Adult Children report that, even if they think that they should be helping their parent, they feel caught in the middle between their parents when one parent rants about their other parent or shares the details about what went awry in their marriage, their sex life, their finances, and the legalities of their divorce process. Avoid discussing these topics with your Adult Child because it assumes a peer relationship and can cause your Adult Child to feel unease and additional loss — the loss of you as the parent.
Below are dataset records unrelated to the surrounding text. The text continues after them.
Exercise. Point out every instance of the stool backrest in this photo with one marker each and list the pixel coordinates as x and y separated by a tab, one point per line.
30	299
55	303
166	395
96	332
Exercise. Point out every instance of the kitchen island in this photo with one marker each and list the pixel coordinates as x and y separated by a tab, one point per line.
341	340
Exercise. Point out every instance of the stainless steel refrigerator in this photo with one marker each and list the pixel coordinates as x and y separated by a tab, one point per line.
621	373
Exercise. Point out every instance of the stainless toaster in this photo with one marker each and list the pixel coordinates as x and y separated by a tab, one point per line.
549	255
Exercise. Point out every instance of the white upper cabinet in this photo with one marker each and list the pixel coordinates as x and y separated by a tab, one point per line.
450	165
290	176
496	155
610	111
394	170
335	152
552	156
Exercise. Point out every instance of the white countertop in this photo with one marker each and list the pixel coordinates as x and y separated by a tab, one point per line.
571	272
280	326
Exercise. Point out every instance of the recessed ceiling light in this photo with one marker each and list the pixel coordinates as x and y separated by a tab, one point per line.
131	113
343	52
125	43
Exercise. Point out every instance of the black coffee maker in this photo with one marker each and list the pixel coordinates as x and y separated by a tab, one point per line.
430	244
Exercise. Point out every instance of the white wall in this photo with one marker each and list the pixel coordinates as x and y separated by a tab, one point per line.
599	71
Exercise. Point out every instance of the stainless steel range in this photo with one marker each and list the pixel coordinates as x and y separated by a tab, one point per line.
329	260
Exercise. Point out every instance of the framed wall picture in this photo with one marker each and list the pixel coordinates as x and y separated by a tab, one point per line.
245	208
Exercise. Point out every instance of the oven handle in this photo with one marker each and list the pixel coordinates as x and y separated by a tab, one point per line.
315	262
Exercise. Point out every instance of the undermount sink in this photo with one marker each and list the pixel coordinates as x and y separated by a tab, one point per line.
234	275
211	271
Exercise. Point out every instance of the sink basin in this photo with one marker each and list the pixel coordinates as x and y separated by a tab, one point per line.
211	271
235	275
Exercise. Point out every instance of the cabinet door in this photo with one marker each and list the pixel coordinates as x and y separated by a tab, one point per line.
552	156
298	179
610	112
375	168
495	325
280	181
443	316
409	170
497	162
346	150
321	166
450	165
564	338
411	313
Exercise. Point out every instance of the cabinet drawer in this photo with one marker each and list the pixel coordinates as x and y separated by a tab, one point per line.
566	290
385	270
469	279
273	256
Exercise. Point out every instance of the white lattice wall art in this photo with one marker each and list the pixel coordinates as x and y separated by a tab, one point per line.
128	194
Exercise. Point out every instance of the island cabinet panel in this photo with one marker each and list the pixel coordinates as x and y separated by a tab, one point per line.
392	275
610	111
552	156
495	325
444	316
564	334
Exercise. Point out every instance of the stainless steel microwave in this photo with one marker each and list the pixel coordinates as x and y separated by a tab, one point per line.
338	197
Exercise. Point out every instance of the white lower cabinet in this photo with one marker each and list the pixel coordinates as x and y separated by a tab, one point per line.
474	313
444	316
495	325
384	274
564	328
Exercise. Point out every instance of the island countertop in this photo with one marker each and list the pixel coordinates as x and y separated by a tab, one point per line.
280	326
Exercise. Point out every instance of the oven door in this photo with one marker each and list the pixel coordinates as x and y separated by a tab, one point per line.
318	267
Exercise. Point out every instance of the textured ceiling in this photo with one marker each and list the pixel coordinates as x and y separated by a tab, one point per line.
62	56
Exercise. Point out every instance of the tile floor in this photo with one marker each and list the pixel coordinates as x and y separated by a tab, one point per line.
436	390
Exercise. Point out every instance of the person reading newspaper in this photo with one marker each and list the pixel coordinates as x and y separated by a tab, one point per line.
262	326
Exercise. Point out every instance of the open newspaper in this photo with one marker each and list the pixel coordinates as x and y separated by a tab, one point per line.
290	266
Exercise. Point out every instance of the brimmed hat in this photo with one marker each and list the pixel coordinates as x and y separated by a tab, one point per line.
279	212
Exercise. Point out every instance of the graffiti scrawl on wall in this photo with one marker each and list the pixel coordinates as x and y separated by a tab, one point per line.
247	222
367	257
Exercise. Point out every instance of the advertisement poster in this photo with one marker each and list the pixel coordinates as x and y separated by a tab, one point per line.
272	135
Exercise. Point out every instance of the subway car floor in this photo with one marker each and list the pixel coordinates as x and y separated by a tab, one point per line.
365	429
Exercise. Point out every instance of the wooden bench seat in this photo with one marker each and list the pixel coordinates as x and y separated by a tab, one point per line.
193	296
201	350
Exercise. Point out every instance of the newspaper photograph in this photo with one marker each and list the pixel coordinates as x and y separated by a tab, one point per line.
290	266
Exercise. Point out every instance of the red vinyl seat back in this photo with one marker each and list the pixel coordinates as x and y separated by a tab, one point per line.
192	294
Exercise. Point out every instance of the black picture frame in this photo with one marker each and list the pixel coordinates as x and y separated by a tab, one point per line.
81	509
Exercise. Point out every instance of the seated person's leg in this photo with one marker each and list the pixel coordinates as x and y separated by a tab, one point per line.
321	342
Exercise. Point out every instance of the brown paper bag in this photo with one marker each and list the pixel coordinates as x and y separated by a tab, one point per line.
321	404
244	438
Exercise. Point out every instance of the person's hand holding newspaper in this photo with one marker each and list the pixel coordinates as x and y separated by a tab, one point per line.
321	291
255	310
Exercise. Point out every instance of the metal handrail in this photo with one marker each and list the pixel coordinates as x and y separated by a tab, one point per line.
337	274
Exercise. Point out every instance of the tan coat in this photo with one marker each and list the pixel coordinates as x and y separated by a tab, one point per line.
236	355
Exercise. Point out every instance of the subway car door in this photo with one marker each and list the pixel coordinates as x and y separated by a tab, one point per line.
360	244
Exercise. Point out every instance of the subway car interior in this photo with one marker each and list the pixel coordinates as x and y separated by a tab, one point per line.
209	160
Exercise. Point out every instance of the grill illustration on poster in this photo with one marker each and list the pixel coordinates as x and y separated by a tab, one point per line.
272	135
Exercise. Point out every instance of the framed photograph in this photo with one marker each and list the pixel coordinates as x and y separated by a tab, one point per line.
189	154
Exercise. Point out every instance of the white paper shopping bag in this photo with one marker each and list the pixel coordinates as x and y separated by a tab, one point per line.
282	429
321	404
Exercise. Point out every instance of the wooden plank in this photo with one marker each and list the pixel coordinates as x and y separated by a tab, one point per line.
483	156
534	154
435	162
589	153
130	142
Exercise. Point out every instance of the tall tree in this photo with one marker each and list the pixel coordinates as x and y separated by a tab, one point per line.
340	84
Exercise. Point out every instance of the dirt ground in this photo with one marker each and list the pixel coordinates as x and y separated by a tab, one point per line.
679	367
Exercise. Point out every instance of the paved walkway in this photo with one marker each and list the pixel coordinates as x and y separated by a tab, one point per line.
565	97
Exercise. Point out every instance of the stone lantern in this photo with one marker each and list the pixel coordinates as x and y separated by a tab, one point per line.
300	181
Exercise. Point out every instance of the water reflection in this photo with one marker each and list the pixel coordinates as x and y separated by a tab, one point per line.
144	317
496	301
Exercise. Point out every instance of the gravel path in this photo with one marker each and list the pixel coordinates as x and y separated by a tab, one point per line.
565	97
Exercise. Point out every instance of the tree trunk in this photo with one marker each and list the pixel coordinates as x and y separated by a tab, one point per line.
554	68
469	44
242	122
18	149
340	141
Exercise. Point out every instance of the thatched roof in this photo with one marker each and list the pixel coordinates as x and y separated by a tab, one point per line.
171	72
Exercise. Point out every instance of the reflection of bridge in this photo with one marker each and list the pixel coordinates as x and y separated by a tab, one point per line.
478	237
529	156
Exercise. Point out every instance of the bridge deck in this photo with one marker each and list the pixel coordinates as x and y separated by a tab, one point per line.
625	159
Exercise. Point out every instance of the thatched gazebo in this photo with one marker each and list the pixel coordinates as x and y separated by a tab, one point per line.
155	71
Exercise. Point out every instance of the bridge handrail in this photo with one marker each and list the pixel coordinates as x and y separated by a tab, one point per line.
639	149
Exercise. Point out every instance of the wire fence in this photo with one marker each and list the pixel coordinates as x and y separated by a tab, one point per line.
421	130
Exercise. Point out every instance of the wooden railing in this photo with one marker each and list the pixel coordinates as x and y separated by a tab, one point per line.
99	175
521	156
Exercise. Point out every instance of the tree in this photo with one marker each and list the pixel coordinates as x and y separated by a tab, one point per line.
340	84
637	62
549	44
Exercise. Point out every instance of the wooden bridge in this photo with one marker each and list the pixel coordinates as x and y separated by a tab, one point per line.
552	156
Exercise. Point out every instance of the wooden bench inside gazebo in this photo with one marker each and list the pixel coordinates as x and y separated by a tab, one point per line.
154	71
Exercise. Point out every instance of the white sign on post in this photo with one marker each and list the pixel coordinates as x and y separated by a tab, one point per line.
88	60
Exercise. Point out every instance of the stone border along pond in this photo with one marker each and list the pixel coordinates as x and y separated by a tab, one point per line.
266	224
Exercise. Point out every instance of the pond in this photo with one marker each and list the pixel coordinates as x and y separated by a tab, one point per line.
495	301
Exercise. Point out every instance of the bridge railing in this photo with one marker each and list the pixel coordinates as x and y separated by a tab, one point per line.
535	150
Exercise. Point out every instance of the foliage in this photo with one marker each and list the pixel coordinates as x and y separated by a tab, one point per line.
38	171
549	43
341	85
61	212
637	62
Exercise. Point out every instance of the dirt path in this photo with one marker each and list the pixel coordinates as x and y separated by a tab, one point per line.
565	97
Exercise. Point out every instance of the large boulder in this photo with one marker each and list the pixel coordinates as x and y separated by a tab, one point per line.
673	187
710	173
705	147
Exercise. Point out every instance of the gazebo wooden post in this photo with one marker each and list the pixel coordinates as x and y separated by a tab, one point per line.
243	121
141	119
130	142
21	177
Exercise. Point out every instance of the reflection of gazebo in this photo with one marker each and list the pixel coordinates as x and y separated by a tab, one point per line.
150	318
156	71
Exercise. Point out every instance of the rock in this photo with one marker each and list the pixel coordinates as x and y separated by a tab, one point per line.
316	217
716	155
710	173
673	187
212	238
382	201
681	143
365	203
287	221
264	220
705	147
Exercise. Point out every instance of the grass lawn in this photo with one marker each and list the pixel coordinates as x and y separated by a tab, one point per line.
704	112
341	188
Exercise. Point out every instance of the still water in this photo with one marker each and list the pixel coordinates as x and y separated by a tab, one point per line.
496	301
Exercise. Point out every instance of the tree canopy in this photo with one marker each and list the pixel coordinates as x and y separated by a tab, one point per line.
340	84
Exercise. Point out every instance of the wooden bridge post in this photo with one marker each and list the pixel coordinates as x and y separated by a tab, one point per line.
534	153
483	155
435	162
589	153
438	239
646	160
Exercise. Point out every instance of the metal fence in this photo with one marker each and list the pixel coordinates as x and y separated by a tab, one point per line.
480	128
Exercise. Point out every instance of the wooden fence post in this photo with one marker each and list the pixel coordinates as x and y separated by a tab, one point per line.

When this occurs, your Adult Child can become overwhelmed by conflicting feelings and begin to wonder, “Was everything about our family unreal, a fantasy, like a movie set that is just a façade?” He may react with anger toward you or withdraw from you.
4. Understand How Dating, Re-partnering, or Remarrying Can Affect Your Adult Child.
Avoid making your parent-Adult Child relationship contingent upon the Adult Child accepting your new significant other. And avoid insisting that your new partner be involved in all activities with your Adult Child. Many Adult Children report that their parents never talk about their previous family lives together. Assure your Adult Child that you want to spend one-on-one time with him, and you be the one to reach out to him to schedule the one-on-one time. Reminisce about fond memories, so that he knows that you value the family that you had together and that you have not erased his entire family history with you and his other parent. If he is married, schedule time for just the three of you to be together. If he has children, schedule time for only his family and you to spend time together. You will always be the parent. Attempt to understand what he is experiencing.
If your significant other resists such time without her being present, seek professional help for understanding and guidance about “blended family” issues. A blended family is one where at least one parent has children that are not genetically related to the other spouse or partner. It often takes a long time for the new significant other to become integrated into the relationship with your Adult Children. Be patient.
5. Make Your Adult Children’s Celebratory Events About Them, Not About You
Often divorcing or divorced parents who are still hurt and angry with each other ruin these celebrations for the Adult Children. Even if your separation and divorce was rancorous, remember that you once fell in love and created a family together. That family still exists, even though you are divorced. Rather than allowing tension, resentment, and anger to harden like drying cement and become the landscape of your family, set a goal to eventually attend some of the family celebrations such as graduations, birthdays, weddings, and grandchildren’s performances. Dance together at your Adult Children’s weddings. Sit with the other family members, so that your Adult Children can still feel a sense of family. Giving your family such a gift can go a long way toward healing.